وَالَّذِى بَعَثَكَ بِالْحَقِّ لَقَدْ وَجَدْتُ صِفَتَكَ فِى الْاِنْجِيلِ وَبَشَّرَ بِكَ ابْنُ الْبَتُولِ
Yani, “Ben senin sıfatını İncil’de gördüm, iman ettim. İbn-i Meryem, İncil’de senin geleceğini müjde etmiş.” 1
Sekizincisi: Bahsi geçen Habeş Padişahı Necaşî demiş:
لَيْتَ لِى خِدْمَتَهُ بَدَلًا عَنْ هٰذِهِ السَّلْطَنَةِ
Yani, “Keşke şu saltanata bedel, Muhammed-i Arabî aleyhissalâtü vesselâmın hizmetkârı olsaydım! O hizmetkârlık, saltanatın pek fevkindedir.” 2
Şimdi, ilham-ı rabbanî ile gaibden haber veren bu âriflerden sonra, gaibden ruh ve cin vasıtasıyla haber veren kâhinler, pek sarih bir surette, Resul-i Ekrem aleyhissalâtü vesselâmın geleceğini ve nübüvvetini haber vermişler.
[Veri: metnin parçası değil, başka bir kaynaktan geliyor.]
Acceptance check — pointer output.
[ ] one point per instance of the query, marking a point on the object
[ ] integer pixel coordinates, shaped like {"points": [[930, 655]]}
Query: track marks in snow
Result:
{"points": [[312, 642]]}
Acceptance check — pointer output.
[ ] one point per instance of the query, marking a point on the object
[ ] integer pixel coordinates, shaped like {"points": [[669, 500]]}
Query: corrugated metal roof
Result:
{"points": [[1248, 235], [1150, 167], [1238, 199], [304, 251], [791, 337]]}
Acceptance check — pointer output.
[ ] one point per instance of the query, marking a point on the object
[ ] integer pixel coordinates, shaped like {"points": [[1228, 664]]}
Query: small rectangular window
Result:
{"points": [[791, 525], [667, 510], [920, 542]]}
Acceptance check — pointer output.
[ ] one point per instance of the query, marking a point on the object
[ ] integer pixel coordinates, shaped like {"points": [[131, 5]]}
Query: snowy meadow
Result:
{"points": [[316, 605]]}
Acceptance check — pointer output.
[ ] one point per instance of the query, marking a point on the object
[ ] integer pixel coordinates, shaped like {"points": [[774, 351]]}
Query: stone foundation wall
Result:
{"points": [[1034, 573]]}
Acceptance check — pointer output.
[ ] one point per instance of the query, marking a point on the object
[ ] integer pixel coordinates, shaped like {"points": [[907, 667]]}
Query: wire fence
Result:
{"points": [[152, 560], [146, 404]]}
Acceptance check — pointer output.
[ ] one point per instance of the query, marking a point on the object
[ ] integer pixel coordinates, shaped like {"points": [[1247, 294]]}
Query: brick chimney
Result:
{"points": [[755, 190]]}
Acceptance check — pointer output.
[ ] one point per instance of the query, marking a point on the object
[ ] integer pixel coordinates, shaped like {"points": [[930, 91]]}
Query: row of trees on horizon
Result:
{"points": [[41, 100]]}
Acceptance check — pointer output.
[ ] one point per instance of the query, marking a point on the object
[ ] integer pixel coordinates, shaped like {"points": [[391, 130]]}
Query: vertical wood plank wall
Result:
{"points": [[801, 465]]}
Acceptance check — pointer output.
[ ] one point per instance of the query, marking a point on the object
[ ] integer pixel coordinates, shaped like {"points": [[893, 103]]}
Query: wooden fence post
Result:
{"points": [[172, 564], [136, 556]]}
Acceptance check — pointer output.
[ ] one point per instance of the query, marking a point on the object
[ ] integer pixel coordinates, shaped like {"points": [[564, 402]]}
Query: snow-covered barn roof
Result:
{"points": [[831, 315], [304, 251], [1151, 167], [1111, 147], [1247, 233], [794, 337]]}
Onlar çoktur; biz, onlardan meşhurları ve manevî tevatür hükmüne geçmiş ve ekser tarih ve siyerde nakledilmiş bir kaçını zikredeceğiz. Onların uzun kıssalarını ve sözlerini siyer kitablarına havale edip, yalnız icmalen bahsedeceğiz.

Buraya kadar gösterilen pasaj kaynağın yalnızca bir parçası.